There are N vertices. We can divide them into 4 disjoint groups based on the parities of X and Y coordinates. (first group: all vertices (x,y) where x is odd and y is odd etc.)

It’s clear that inside each group, if we take any 2 points A and B, the midpoint of segment AB will have integer coordinates, since both X and Y coordinates have same parities. There are 4 groups, so the largest group will have at least [N/4] points.
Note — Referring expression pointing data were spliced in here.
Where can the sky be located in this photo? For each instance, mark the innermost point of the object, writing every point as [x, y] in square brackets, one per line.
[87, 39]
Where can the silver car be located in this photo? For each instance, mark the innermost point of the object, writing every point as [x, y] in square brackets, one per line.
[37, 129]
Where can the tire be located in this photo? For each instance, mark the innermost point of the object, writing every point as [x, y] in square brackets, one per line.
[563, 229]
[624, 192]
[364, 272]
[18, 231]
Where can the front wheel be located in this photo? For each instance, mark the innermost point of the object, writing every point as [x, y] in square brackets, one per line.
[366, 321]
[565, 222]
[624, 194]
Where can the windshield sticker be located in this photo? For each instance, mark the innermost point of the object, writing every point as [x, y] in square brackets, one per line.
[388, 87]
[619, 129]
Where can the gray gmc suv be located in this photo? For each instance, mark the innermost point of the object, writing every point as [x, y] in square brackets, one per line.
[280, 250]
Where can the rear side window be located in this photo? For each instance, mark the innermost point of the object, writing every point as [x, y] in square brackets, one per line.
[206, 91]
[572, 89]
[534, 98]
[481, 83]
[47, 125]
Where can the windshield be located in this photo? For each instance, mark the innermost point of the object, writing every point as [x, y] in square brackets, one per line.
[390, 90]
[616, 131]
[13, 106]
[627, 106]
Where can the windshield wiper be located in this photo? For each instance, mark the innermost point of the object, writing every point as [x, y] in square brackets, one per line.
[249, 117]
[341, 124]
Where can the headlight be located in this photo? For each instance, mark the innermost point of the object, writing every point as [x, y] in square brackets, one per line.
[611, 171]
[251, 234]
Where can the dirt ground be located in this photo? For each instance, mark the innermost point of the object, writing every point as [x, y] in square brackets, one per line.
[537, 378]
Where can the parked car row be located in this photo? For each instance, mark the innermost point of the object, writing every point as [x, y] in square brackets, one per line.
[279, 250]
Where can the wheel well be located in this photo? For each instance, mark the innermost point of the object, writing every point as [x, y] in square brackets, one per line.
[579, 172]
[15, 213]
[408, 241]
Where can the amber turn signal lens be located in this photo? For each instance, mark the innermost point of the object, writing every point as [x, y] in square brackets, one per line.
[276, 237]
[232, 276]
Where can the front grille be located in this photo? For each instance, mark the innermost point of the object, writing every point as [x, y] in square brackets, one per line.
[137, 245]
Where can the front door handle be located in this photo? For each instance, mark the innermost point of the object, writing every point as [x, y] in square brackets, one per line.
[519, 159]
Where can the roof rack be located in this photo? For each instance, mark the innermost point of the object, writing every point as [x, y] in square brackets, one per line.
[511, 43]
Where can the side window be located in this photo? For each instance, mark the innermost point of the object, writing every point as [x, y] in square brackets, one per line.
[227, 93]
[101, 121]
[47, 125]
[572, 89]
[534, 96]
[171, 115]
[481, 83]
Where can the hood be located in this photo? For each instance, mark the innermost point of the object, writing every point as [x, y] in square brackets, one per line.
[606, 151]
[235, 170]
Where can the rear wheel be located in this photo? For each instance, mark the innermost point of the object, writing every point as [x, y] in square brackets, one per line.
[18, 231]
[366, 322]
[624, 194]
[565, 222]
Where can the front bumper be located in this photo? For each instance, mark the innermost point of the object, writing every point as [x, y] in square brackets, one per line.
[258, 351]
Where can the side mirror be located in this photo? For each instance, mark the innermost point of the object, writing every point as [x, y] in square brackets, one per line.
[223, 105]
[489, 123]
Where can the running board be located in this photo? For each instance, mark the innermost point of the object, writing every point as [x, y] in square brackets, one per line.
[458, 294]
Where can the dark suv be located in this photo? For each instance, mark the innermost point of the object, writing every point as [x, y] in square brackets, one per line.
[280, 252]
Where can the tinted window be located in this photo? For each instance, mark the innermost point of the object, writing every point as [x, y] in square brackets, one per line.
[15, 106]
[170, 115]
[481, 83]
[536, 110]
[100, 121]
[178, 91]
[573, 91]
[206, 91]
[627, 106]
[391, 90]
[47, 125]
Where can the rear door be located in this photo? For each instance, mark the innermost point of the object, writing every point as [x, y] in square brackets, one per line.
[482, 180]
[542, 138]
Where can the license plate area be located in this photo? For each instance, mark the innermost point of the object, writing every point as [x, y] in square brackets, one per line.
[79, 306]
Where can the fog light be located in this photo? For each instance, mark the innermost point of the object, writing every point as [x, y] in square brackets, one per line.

We can simply choose one vertex and connect it to every other in this group, giving us [N/4] - 1 distinct points, which is more than [N/10] already.

The basic idea of this case was including a point which is outside in the answer .I cant help much, except for this TC had points close by, steep sides and T=100, and N=10 for atleast 1 case.

2 Likes

After some pondering I realized that the constraints (convexity and non-collinearity) seems to force that there must exist a lot of internal points (and hence enough points will always exist).

I tried a rough solution that I did not expect to work at the time, randomly pick two non-adjacent corner points A=(x_1,y_1) and B=(x_2,y_2) and if g=\gcd(x_1-x_2,y_1-y_2) \neq 1 then there exist g-1 integer points along line AB which can easily be found. Repeat until enough unique points are found.

After getting AC with this the best rationale I can give for this working is that for this not to work you would have to pick a set of points where all pairwise differences in x and y are coprime, which seems quite unlikely for sets with a large number (\geq10) of points.

3 Likes

centroid must lie inside the triangle;

  • c=((x1+x2+x3/3),(y1+y2+y3)/3)
  • (x,y) is congruent to (0,0),(0,1),(0,2),(1,0),(1,1),(1,2),(2,0),(2,1),(2,2) mod 3
  • so in this only few combinations will have ( c=((x1+x2+x3),(y1+y2+y3))) congruent (0,0) mod 3
  • for the above combinations c=((x1+x2+x3/3),(y1+y2+y3)/3) is integer always;
  • and by php(pigeon hole principle) we know that atleast X=floor(n/9) will have modulo 3,so we can find (X)C3 centroids which are integers;
  • but this might not always give floor(n/10) points due to some centroids might overlap
  • so we are finding all centroids which are integers if it crosses floor(n/10) we stop
  • we use a set too avoid repetition.
  • time complextity is O(nlogn)
  • view my soln here- https://www.codechef.com/viewsolution/17348337

@pk1210: these n/10 points are in different "subpolygon"s, as you can see in the figure. So they have to be different.